Hoje, além das divisões internas em etnias
hostis, a atuação para-militar de facções
políticas como o MST e o radicalismo ambiental
geram reações que tendem conduzir a conflitos;
portanto são forças centrífugas.
Com
a desmoralização generalizada dos três
Poderes e o afastamento das Forças Armadas do
centro das decisões, as forças de coesão
poderão ser superadas pelas forças de
dispersão, exatamente na oasião em que
o mundo, faminto de matérias primas, tende a
se aproveitar do momento de fraqueza nacional.
É
HORA DE DESPERTAR. TALVEZ A PENULTIMA HORA!
Gripe
Mexicana. Será também um simulacro?
(Assunto
recebido do Dr. Adriano Benayon)
Tal
como a guerra, as epidemias podem ser promovidas não
só para gerar ganhos para os grupos concentradores
financeiros que controlam as indústrias bélica,
de equipamentos etc., no primeiro caso, e os laboratórios
transnacionais, no segundo caso, mas também -
e talvez sobretudo - para desviar a atenção,
o foco dos agudos problemas sociais decorrentes da depressão
econômica. Esses podem gerar conflitos políticos
e até mesmo revoluções, o que é
o que mais interessa evitar, na ótica dos controladores
do poder mundial.
Dúvidas de um mexicano. - los siguientes puntos:
1. Si realmente es tan contagioso, ¿cómo
y donde están las familias de los muertos?

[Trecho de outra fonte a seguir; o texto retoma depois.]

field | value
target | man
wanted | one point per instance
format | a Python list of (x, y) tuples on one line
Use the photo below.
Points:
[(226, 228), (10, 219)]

2. Si la influenza porcina es una mutación
del virus original de los cerdos, entonces el brote
de la infección debería haber comenzado
en el campo y no en la ciudades.
3. ¿Por qué no han mostrado una entrevista
con algún enfermo? (he visto que entrevistan
a familiares, diciendo que su familiar esta enfermo
y que ya está estable gracias a los medicamentos,
pero si el familiar ha estado en contacto directo
con el virus que lo lógico no es que esté
enfermo o en cuarentena?)
4. ¿Por qué no han dicho el nombre del
retroviral que esta "curando" a la gente
enferma?
Desculpem,
mas os oficiais de Inteligência são pagos
para desconfiar. Eu fui um deles, e um pouco menos de
ingenuidade só pode fazer bem a um oficial do
Exército como eu.
Na
próxima semana pretendo fazer um novo comentário,
conforme o desdobramento da situação nacional.